# Evan's Layout Design



## Evan (Sep 1, 2010)

Well, I've been on ModelTrainForum for nearly 2 years now and I think I'm going to get started on my layout. 

The layout is only 4 x 8, only have limited space... (... our pool table!)

So here is the current design, with a legend of the colours. 
(I have the trial version of AnyRail and I could only get the rails done!)










So first off, this "current" design is made for a logging/rock blasting theme.
The mainline runs on the bottom level (Blue) and is able to make a complete loop.
The second level (Red) climbs the mountain that will be there, and eventually lead up to the logging/switching area which is on the third level (Gold).
But before you switch onto the third level there is another branch off, that goes around the third level's cliff, aka rock blasting area.

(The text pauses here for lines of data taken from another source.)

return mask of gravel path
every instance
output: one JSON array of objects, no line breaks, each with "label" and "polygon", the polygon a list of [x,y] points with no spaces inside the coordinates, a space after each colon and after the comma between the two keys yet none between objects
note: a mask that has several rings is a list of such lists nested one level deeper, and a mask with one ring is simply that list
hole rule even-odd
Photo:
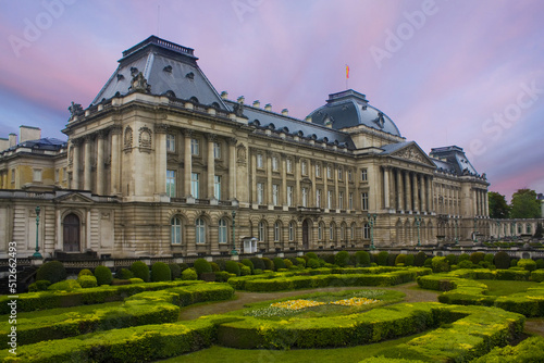
[{"label": "gravel path", "polygon": [[322,292],[322,291],[342,291],[342,290],[354,290],[354,289],[384,289],[384,290],[397,290],[406,293],[404,302],[421,302],[421,301],[438,301],[438,291],[422,290],[418,288],[417,283],[408,283],[404,285],[398,285],[394,287],[375,287],[375,286],[347,286],[347,287],[327,287],[320,289],[308,289],[308,290],[295,290],[295,291],[284,291],[284,292],[243,292],[236,291],[235,300],[221,301],[215,303],[205,303],[197,305],[189,305],[183,308],[180,313],[180,320],[189,321],[202,315],[221,314],[233,310],[243,309],[245,304],[251,302],[260,302],[280,298],[288,298],[294,296],[299,296],[304,293]]}]

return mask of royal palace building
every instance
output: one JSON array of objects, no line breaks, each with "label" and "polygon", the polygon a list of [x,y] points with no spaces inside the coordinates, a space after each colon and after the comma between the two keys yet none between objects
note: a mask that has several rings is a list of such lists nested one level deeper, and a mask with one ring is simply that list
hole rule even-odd
[{"label": "royal palace building", "polygon": [[193,49],[152,36],[70,112],[66,141],[0,140],[4,256],[36,239],[44,256],[123,259],[490,236],[489,183],[462,149],[426,154],[351,89],[298,120],[220,95]]}]

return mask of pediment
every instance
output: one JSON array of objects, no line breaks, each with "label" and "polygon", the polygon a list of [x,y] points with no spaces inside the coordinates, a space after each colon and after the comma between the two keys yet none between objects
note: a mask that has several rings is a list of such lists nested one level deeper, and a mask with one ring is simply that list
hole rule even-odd
[{"label": "pediment", "polygon": [[76,204],[91,204],[95,201],[87,196],[79,192],[69,192],[66,195],[54,198],[57,203],[76,203]]},{"label": "pediment", "polygon": [[391,154],[392,157],[417,162],[428,166],[436,167],[432,160],[421,150],[416,142],[410,143]]}]

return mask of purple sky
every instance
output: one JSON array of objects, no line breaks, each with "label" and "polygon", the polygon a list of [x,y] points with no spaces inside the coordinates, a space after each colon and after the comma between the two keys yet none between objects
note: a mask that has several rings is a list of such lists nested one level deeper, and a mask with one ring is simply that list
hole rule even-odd
[{"label": "purple sky", "polygon": [[158,35],[194,48],[231,99],[302,118],[349,64],[348,88],[407,140],[463,148],[507,200],[544,192],[543,16],[540,0],[0,0],[0,137],[65,139],[70,103],[86,108],[121,52]]}]

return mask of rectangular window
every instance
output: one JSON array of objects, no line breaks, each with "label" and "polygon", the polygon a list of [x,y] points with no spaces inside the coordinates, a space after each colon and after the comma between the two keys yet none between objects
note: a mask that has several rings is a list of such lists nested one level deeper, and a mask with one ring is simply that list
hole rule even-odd
[{"label": "rectangular window", "polygon": [[175,136],[172,134],[166,134],[166,151],[168,152],[175,151]]},{"label": "rectangular window", "polygon": [[33,170],[33,182],[41,183],[41,168]]},{"label": "rectangular window", "polygon": [[200,154],[197,139],[190,139],[190,154],[195,157],[198,157]]},{"label": "rectangular window", "polygon": [[213,159],[221,159],[221,143],[213,142]]},{"label": "rectangular window", "polygon": [[280,186],[277,184],[272,185],[272,204],[277,205],[277,197],[280,195]]},{"label": "rectangular window", "polygon": [[215,175],[213,178],[213,197],[221,200],[221,175]]},{"label": "rectangular window", "polygon": [[361,210],[362,211],[369,210],[369,193],[368,192],[361,192]]},{"label": "rectangular window", "polygon": [[293,187],[287,186],[287,205],[293,206]]},{"label": "rectangular window", "polygon": [[190,195],[193,198],[200,198],[199,174],[190,173]]},{"label": "rectangular window", "polygon": [[166,171],[166,196],[175,197],[175,171]]},{"label": "rectangular window", "polygon": [[366,168],[361,168],[361,182],[368,180],[368,173]]},{"label": "rectangular window", "polygon": [[264,185],[262,183],[257,183],[257,204],[262,204],[264,195]]}]

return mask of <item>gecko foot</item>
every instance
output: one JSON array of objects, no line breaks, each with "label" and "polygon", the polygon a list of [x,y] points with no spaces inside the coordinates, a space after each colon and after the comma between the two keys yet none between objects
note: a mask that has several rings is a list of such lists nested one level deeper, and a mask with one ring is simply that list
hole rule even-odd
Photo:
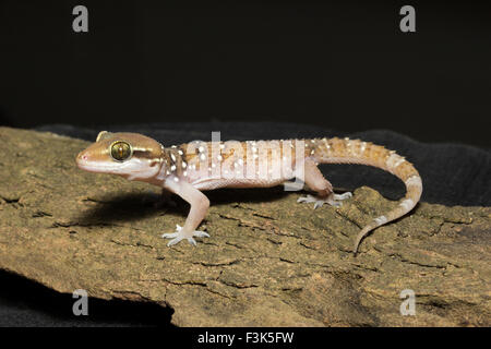
[{"label": "gecko foot", "polygon": [[209,234],[204,231],[194,230],[191,233],[182,231],[182,227],[179,225],[176,225],[176,232],[168,232],[163,233],[163,238],[172,239],[167,243],[168,246],[171,246],[172,244],[178,243],[179,241],[185,239],[189,241],[189,243],[196,245],[196,240],[193,239],[193,237],[197,238],[209,238]]},{"label": "gecko foot", "polygon": [[297,200],[298,203],[314,203],[314,209],[318,207],[322,207],[324,204],[330,204],[334,207],[340,207],[343,205],[343,200],[351,197],[352,194],[350,192],[346,192],[344,194],[334,194],[326,197],[307,195],[303,197],[299,197]]}]

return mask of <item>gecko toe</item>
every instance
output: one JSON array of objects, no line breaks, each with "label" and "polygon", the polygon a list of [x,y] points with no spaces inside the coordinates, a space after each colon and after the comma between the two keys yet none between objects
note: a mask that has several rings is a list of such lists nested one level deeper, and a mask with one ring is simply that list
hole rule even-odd
[{"label": "gecko toe", "polygon": [[299,197],[297,200],[297,202],[298,203],[314,203],[314,209],[322,207],[322,205],[324,205],[324,204],[330,204],[331,206],[334,206],[334,207],[340,207],[343,205],[343,200],[349,198],[351,196],[352,196],[352,194],[350,192],[346,192],[343,194],[332,193],[331,195],[328,195],[326,197],[307,195],[303,197]]},{"label": "gecko toe", "polygon": [[209,234],[205,231],[195,230],[192,233],[187,233],[182,231],[182,227],[179,225],[176,225],[176,232],[166,232],[161,234],[163,238],[172,239],[167,243],[168,246],[179,243],[183,239],[188,240],[189,243],[195,246],[196,240],[194,240],[193,237],[209,238]]}]

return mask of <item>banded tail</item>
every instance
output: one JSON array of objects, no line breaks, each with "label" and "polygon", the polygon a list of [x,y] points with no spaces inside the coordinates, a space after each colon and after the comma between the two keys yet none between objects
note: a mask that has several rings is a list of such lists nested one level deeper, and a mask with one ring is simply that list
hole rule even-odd
[{"label": "banded tail", "polygon": [[306,142],[306,156],[321,164],[360,164],[378,167],[396,176],[406,184],[406,196],[399,201],[399,205],[360,230],[352,250],[355,254],[361,240],[370,231],[406,215],[421,197],[422,182],[416,168],[403,156],[383,146],[360,140],[315,139]]}]

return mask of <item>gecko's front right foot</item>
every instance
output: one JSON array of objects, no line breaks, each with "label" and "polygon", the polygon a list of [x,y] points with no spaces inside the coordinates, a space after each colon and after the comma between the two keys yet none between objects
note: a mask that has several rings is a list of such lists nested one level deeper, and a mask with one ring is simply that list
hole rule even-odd
[{"label": "gecko's front right foot", "polygon": [[167,232],[163,233],[161,237],[166,239],[172,239],[167,243],[168,246],[171,246],[172,244],[178,243],[179,241],[185,239],[189,241],[189,243],[196,245],[196,240],[193,239],[193,237],[196,238],[209,238],[209,234],[204,231],[194,230],[191,233],[182,231],[182,227],[179,225],[176,225],[176,232]]},{"label": "gecko's front right foot", "polygon": [[327,197],[320,197],[313,195],[307,195],[303,197],[299,197],[297,200],[298,203],[314,203],[314,209],[318,207],[322,207],[324,204],[330,204],[334,207],[340,207],[343,205],[343,200],[351,197],[352,194],[350,192],[346,192],[344,194],[334,194],[332,193]]}]

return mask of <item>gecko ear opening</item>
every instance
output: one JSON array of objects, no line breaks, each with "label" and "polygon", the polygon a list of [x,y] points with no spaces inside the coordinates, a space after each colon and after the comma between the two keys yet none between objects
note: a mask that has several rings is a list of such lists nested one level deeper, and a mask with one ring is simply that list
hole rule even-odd
[{"label": "gecko ear opening", "polygon": [[101,140],[109,139],[111,135],[112,135],[111,132],[100,131],[99,134],[97,135],[96,142],[99,142],[99,141],[101,141]]}]

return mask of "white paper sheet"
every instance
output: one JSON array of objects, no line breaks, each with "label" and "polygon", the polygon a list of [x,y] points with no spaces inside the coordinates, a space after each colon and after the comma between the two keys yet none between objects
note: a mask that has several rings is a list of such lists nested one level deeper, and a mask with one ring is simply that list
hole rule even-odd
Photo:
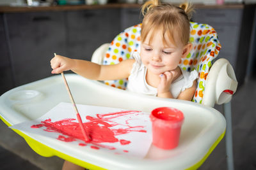
[{"label": "white paper sheet", "polygon": [[[148,113],[82,104],[77,104],[77,107],[84,126],[92,138],[92,142],[86,143],[79,139],[81,130],[70,103],[61,103],[36,120],[10,127],[56,140],[66,140],[72,145],[81,146],[81,148],[108,150],[140,158],[146,155],[152,143]],[[72,132],[71,135],[68,131]],[[104,142],[107,139],[109,142]]]}]

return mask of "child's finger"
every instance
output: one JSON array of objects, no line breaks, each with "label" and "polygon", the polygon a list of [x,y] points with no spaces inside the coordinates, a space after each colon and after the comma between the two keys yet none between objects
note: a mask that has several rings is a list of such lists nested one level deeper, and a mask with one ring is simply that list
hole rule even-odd
[{"label": "child's finger", "polygon": [[160,76],[160,78],[161,78],[160,82],[162,83],[164,83],[166,82],[166,76],[164,74],[164,73],[161,74],[159,75],[159,76]]}]

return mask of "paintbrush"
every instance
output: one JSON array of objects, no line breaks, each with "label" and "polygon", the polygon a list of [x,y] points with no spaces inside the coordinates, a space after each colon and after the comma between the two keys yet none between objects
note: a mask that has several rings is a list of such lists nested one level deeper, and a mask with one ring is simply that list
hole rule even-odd
[{"label": "paintbrush", "polygon": [[[56,56],[56,53],[54,53],[54,56]],[[84,141],[86,142],[88,142],[88,141],[90,141],[91,140],[91,139],[88,136],[88,134],[86,133],[86,131],[84,129],[84,125],[83,124],[82,120],[81,119],[81,117],[80,117],[79,113],[78,112],[77,108],[76,107],[75,101],[74,101],[73,97],[72,97],[72,96],[71,94],[70,89],[69,89],[69,87],[68,87],[68,83],[67,82],[67,80],[65,78],[65,75],[64,75],[63,72],[61,73],[61,76],[62,76],[62,78],[63,78],[64,83],[65,83],[65,85],[66,86],[67,90],[68,91],[69,98],[70,99],[70,101],[71,101],[71,102],[72,102],[72,103],[73,104],[73,108],[75,110],[75,111],[76,113],[76,117],[77,117],[78,122],[79,124],[80,128],[82,130],[83,135],[84,137]]]}]

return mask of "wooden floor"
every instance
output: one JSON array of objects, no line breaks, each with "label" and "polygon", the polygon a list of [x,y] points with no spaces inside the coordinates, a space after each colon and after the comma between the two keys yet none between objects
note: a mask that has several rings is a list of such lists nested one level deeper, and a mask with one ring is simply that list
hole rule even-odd
[{"label": "wooden floor", "polygon": [[[221,107],[216,108],[222,111]],[[256,169],[256,78],[246,81],[240,87],[232,99],[232,108],[235,169]],[[36,162],[33,164],[36,164]],[[49,169],[46,166],[40,165],[38,167]],[[57,167],[56,169],[61,169],[60,166]],[[0,147],[0,169],[40,169]],[[199,169],[227,169],[225,139]]]}]

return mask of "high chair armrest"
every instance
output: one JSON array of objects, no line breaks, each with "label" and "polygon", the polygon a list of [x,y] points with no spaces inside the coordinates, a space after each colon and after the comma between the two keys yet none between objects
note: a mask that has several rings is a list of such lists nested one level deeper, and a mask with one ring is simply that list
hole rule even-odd
[{"label": "high chair armrest", "polygon": [[237,88],[237,81],[230,63],[225,59],[216,60],[209,72],[202,104],[213,107],[214,104],[229,102]]},{"label": "high chair armrest", "polygon": [[105,43],[97,48],[92,54],[91,61],[99,64],[102,64],[103,63],[105,52],[108,50],[109,45],[109,43]]}]

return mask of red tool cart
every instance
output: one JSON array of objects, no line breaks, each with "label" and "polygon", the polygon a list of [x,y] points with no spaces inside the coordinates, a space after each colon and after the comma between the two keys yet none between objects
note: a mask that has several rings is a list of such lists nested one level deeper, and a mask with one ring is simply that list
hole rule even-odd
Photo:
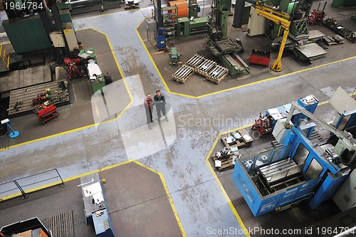
[{"label": "red tool cart", "polygon": [[271,60],[271,51],[261,51],[252,48],[250,56],[250,63],[268,66]]},{"label": "red tool cart", "polygon": [[33,108],[33,112],[43,125],[46,122],[59,116],[57,112],[57,107],[49,100],[43,104],[36,105]]},{"label": "red tool cart", "polygon": [[272,116],[264,115],[262,116],[260,113],[258,119],[255,120],[255,123],[252,125],[251,129],[256,129],[261,137],[263,135],[272,132]]}]

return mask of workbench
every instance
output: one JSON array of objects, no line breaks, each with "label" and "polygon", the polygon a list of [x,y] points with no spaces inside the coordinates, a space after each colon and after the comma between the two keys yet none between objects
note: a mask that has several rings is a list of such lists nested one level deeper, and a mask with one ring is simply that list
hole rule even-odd
[{"label": "workbench", "polygon": [[94,226],[98,237],[115,237],[99,174],[95,173],[80,177],[80,186],[86,223]]}]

Most of the scenery will be lots of trees (somewhat similar to British Columbia I assume...) along with a paper-mill and some kind of quarry.
--------------------------------------------------------------------------
Now your probably wondering how I am going to have three levels...










The 2nd and 3rd levels won't be exactly square like that, we might cut the corners off on some of them.

--------------------------------------------------------------------------
Alright, enough about the design. My dad told me to check into the history of logging and rock blasting on the same railroads (it can also be anything related to "mining" such as coal). Does anyone know anything about when the railroad blasted rock away, at the same time as logging?

(Just so it can be realistic).

--------------------------------------------------------------------------

Please reply back with some tips!
The track used is Atlas:
Atlas 22" Curved
Atlas 18" Curved
Atlas 15" Curved
Atlas Switches
Atlas Flex-Track
(All straights are going to be done with flex-track)

Reply back if you want the .any file if you want to fix some things/upgrade it for me.

I hope this turns out good! We should be starting this weekend. I'm going to do it one level at a time. Some of it will most likely change somewhere.
--------------------------------------------------------------------------
*EDIT:*

My dad and I have been thinking that we might go two levels instead of three... that way rock blasting could be around the second level while logging is on top of it... etc.
Something like that.


----------